Lindke v. Freed and Garnier v. O’Connor-Ratcliffe looked at the government’s role as a social media user who has an account and wants to use its full features, including blocking other users and deleting comments. The Supreme Court instructed the lower courts to first look to whether a government official has the authority to speak on behalf of the government, before looking at whether the official used their social media page for governmental purposes, conduct that would trigger First Amendment protections for the commenters.

Murthy v. Missouri, the jawboning case, looked at the government’s mixed role as a regulator and user, in which the government may be seeking to coerce platforms to engage in unconstitutional censorship or may also be a user simply flagging objectionable posts as any user might. The Supreme Court found that none of the plaintiffs had standing to bring the claims because they could not show that their harms were traceable to any action by the federal government defendants.

We’ve analyzed each of the Supreme Court decisions, Moody v. NetChoice (decided with NetChoice v. Paxton), Murthy v. Missouri, and Lindke v. Freed (decided with Garnier v. O’Connor Ratcliffe), in depth.

But some common themes emerge when all five cases are considered together.

  • Internet users have a First Amendment right to speak on social media—whether by posting or commenting—and that right may be infringed when the government seeks to  interfere with content moderation, but it will not be infringed  by the independent decisions of the platforms themselves. This principle, which EFF has been advocating for many years, is evident in each of the rulings. In Lindke, the Supreme Court recognized that government officials, if vested with and exercising official authority, could violate the First Amendment by deleting a user’s comments or blocking them from commenting altogether.
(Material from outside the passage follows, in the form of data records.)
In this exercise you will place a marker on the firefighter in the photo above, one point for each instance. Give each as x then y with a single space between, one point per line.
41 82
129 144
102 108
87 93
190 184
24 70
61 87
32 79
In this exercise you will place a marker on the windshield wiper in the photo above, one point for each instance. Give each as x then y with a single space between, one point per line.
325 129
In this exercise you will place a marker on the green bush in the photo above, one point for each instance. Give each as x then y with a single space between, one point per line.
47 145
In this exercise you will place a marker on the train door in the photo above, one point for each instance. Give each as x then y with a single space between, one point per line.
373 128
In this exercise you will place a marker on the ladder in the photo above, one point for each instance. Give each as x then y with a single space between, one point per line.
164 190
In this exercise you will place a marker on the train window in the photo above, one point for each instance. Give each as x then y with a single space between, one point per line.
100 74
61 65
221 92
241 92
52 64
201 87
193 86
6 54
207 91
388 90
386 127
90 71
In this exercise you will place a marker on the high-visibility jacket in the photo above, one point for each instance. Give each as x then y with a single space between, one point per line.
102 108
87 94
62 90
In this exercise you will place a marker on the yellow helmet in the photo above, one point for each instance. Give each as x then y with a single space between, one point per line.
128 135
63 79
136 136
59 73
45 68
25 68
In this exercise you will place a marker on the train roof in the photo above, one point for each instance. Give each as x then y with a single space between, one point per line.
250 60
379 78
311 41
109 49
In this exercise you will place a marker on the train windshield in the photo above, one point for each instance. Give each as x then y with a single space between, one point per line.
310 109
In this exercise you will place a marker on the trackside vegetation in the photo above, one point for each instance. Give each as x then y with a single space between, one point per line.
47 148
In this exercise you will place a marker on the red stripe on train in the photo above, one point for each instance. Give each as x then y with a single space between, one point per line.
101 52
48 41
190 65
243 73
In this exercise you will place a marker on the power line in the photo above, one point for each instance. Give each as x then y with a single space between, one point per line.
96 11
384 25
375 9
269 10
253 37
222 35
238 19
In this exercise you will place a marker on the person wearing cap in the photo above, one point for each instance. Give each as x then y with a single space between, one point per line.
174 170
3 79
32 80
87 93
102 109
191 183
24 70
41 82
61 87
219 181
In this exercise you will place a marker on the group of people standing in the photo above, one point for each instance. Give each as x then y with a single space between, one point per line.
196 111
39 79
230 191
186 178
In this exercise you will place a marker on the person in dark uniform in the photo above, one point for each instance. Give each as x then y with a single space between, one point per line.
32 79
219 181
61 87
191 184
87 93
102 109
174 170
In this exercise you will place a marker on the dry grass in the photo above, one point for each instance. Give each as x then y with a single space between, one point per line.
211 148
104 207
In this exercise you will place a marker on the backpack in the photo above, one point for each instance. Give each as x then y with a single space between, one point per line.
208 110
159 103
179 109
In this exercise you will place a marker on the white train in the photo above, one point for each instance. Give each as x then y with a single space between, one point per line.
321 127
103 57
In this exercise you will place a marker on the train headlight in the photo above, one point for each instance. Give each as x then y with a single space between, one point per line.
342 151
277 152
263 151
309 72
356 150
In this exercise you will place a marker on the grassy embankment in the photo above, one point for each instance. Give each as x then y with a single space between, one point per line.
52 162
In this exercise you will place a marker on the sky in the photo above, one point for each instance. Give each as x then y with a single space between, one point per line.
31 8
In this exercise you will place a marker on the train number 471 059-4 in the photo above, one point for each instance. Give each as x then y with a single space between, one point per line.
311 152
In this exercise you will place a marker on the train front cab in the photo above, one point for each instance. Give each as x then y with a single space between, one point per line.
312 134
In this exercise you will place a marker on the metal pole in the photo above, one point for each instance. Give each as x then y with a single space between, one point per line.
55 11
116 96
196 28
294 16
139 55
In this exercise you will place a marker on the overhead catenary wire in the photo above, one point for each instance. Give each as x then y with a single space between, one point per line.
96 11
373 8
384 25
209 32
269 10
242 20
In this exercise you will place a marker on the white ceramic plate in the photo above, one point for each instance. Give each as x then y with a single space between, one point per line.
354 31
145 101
In Murthy, the Supreme Court found that users could not sue the government for violating their First Amendment rights unless they could show that government coercion lead to their content being taken down or obscured, rather than the social media platform’s own editorial decision. And in the NetChoice cases, the Supreme Court explained that social media platforms typically exercise their own protected First Amendment rights when they edit and curate which posts they show to their users, and the government may violate the First Amendment when it requires them to publish or amplify posts.

  • Underlying these rulings is the Supreme Court’s long-awaited recognition that social media platforms routinely moderate users’ speech: they decide which posts each user sees and when and how they see it, they decide to amplify and recommend some posts and obscure others, and are often guided in this process by their own community standards or similar editorial policies. This is seen in the Supreme Court’s emphasis in Murthy that jawboning is not actionable if the content moderation was the independent decision of the platform rather than coerced by the government. And a similar recognition of independent decision-making underlies the Supreme Court’s First Amendment analysis in the NetChoice cases. The Supreme Court has now thankfully moved beyond the idea that content moderation is largely passive and indifferent, a concern that had been raised after the Supreme Court used that language to describe the process in last term’s case, Twitter v. Taamneh.
  • This terms cases also confirm that traditional First Amendment rules apply to social media. In Lindke, the Supreme Court recognized that when government controls the comments components of a social media page, it has the same First Amendment obligations to those who wish to speak in those spaces as it does in offline spaces it controls, such as parks, public auditoriums, or city council meetings. In the NetChoice cases, the Supreme Court found that platforms that edit and curate user speech according to their editorial standards have the same First Amendment rights as others who express themselves by selecting the speech of others, including art galleries, booksellers, newsstands, parade organizers, and editorial page editors.

Plenty of legal issues around social media remain to be decided. But the 2023-24 Supreme Court term has set out important speech-protective rules that will serve as the foundation for many future rulings.